Буквально на следующий день 18 ноября 1924 года после доклада Каменева на собрании московского партактива, в котором Троцкий подвергся уничижительной критике, в партийной прессе началось подлинное «линчевание» троцкизма. Ключевая роль в нагнетании истерии принадлежала естественно «Правде», регулярно размещавшей на своих полосах статьи, осуждающие «Уроки Октября». И ежедневно под рубрикой «По поводу выступления тов. Троцкого», извещающей читателей о принимаемых парторганизациями страны резолюциях, солидарных с резолюцией МК или схожих с ней. Резолюция Московского Комитета РКП(б), принятая по докладу Каменева в общем-то была достаточно взвешенной. В ней собрание партактива Москвы обращалось в ЦК с просьбой обсудить вопрос о Троцком на ближайшем Пленуме ЦК, а также:

«а) принять решительные и исчерпывающие меры к тому, чтобы под флагом партии не извращались основные идеи большевизма, история партии и история революции;

б) принять меры к широкому распространению среди членов партии правильных сведений об истории нашей партии, ее борьбы с троцкизмом, действительной истории Октября и пр.»[27].

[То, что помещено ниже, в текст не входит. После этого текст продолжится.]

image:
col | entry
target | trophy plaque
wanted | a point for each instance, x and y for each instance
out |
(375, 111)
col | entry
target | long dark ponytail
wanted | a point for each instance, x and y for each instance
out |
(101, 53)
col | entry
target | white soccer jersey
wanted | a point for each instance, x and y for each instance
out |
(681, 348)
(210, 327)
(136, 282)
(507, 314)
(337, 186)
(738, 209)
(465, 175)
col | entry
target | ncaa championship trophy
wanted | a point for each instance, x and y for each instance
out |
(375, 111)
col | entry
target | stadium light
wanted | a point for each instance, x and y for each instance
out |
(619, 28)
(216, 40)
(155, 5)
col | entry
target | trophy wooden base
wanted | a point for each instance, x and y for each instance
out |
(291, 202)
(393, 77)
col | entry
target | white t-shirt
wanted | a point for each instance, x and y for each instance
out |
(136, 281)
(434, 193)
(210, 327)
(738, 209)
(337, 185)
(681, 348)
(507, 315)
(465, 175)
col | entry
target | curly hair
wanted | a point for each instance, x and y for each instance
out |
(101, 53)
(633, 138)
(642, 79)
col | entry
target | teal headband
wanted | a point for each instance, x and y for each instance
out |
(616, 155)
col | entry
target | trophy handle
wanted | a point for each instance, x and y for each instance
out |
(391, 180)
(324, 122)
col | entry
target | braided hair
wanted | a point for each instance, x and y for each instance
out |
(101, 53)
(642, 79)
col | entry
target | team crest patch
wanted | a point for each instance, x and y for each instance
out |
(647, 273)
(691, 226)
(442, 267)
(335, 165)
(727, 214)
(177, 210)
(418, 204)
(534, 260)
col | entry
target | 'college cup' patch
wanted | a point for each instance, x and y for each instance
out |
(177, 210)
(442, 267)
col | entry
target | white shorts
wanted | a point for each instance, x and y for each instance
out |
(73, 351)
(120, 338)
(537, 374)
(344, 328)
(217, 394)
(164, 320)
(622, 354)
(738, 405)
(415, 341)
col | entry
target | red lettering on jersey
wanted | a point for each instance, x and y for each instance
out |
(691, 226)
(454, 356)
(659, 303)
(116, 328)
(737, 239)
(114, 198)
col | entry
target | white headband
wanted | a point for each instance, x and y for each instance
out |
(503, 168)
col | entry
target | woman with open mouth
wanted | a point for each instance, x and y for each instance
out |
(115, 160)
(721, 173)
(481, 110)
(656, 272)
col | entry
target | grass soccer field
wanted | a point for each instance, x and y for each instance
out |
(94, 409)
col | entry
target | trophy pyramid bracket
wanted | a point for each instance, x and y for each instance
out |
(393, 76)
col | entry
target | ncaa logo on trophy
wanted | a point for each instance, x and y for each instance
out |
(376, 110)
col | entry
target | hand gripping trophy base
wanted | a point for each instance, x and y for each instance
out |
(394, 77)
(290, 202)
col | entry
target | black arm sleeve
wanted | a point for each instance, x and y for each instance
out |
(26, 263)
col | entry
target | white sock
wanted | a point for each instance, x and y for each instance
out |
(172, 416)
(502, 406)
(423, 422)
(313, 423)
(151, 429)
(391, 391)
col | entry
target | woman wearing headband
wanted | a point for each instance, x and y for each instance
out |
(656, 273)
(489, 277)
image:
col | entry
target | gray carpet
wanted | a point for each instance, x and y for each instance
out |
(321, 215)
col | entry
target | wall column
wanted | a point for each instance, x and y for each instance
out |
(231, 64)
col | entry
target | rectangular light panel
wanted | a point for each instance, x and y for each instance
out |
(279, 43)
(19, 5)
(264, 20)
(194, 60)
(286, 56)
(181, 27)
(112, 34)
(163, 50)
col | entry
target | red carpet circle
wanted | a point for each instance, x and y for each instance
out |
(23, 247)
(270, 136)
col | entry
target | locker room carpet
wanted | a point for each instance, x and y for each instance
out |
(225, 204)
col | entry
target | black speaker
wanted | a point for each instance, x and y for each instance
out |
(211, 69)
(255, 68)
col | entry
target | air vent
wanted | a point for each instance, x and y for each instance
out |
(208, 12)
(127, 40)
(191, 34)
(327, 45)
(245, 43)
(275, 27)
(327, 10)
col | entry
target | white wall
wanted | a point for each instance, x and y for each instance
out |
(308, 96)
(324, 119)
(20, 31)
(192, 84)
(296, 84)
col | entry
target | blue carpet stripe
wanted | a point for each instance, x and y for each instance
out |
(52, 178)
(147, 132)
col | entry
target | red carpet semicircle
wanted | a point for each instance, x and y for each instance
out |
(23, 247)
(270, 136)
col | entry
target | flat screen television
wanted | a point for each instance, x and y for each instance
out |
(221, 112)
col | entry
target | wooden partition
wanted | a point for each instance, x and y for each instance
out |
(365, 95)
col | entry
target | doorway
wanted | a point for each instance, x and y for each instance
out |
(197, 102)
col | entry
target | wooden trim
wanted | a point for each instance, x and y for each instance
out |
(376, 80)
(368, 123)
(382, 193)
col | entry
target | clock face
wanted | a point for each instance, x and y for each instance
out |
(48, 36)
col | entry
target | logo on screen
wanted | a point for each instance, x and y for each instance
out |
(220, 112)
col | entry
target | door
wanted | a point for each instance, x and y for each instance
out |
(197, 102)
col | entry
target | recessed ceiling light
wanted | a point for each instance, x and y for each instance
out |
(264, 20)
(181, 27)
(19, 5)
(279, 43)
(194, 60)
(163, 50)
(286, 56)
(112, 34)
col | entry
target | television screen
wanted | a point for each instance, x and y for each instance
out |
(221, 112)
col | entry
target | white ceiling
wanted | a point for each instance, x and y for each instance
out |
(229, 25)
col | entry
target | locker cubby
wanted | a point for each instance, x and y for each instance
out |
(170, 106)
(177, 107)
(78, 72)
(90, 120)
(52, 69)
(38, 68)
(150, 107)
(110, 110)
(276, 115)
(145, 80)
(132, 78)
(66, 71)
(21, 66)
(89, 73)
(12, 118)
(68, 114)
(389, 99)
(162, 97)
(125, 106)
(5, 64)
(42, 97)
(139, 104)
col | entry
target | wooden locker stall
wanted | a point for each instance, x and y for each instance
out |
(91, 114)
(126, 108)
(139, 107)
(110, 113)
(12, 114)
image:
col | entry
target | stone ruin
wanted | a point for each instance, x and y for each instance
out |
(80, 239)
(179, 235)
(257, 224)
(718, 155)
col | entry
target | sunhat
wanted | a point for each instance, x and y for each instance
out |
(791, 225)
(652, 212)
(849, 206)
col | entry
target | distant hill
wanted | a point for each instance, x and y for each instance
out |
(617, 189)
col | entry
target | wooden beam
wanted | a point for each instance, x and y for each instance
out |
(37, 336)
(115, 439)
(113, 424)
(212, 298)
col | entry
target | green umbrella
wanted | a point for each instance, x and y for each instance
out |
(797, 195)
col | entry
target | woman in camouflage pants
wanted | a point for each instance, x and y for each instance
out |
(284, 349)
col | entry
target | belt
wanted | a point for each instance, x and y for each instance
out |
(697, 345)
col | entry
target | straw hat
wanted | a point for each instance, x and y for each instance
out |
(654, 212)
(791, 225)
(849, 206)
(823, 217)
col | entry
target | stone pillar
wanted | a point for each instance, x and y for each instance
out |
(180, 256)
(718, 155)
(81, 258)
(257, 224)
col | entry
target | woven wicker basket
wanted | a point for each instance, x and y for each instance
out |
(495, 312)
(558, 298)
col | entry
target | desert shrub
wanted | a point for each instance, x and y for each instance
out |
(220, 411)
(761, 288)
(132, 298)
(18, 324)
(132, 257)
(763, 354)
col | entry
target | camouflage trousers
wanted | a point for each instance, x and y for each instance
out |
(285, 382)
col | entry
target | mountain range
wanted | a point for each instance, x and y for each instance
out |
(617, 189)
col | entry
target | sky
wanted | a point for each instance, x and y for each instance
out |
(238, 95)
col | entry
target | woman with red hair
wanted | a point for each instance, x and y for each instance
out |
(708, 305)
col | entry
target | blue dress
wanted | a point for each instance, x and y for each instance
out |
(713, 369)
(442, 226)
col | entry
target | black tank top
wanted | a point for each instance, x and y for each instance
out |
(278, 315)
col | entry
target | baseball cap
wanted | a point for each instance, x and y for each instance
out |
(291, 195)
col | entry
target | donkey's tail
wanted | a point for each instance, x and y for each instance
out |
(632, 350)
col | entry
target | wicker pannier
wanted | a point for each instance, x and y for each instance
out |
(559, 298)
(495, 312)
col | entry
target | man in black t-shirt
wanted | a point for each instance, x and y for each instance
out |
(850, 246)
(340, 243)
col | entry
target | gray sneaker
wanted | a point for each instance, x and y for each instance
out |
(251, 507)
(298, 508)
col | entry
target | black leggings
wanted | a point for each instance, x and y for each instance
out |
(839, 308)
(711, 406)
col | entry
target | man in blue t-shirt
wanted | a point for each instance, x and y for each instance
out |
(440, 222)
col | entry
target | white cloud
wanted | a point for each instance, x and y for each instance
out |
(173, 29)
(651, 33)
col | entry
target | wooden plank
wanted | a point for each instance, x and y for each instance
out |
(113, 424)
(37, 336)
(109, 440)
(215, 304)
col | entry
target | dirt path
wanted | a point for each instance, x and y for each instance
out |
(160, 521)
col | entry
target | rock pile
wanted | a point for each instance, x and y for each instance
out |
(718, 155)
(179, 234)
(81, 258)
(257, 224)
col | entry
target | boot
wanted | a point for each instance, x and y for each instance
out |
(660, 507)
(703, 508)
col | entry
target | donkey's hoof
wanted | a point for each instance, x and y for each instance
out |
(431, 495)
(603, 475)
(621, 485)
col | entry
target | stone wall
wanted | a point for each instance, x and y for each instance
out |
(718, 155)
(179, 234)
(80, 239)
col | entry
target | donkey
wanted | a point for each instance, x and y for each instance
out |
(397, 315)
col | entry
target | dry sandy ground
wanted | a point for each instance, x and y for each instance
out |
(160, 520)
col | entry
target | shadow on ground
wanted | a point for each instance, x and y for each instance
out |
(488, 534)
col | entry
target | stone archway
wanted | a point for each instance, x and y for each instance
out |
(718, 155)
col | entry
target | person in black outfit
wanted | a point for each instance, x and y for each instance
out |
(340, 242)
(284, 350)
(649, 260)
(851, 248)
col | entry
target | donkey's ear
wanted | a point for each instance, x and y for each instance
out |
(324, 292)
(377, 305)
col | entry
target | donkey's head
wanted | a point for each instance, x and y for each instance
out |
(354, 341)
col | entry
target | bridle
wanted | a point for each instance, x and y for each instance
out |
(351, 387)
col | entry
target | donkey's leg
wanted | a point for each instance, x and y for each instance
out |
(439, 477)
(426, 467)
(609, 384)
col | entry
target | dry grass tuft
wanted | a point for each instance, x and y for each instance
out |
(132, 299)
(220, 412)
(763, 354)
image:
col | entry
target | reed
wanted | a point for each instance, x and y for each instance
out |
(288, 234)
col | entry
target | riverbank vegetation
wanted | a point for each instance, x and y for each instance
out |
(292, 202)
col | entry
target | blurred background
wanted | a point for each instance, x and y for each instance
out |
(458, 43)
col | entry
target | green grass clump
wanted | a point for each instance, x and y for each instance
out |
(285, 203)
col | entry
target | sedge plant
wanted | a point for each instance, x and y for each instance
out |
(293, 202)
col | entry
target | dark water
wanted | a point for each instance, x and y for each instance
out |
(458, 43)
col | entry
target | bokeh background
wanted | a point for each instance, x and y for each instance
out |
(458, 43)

Москвичей «переплюнули» ленинградские коммунисты, естественно при прямом посредничестве своего лидера – Г.Е. Зиновьева. 21 ноября «Ленинградская правда» опубликовала резолюцию Пленума ЛК партии от 10 ноября, в которой уже явно проступала «жажда крови»:

«1. Просить ЦК поставить вопрос о выступлении т. Троцкого (предисловие к книге «1917 г.») на ближайшем Пленуме с тем, чтобы, не допуская до широкой дискуссии, принять самые решительные и исчерпывающие меры для зашиты ленинизма, против извращения истории партии и истории пролетарской революции.

1. Просить ЦК срочно выпустить сборник по вопросам, затронутым в книге т. Троцкого, освещающий ошибки т. Троцкого.

2. Просить ЦК принять более решительные меры по удалению из партии тех элементов, которые после ХIII съезда партии высказались против его решения о мелкобуржуазном уклоне и продолжают открыто вести активную работу против решений съезда»[28].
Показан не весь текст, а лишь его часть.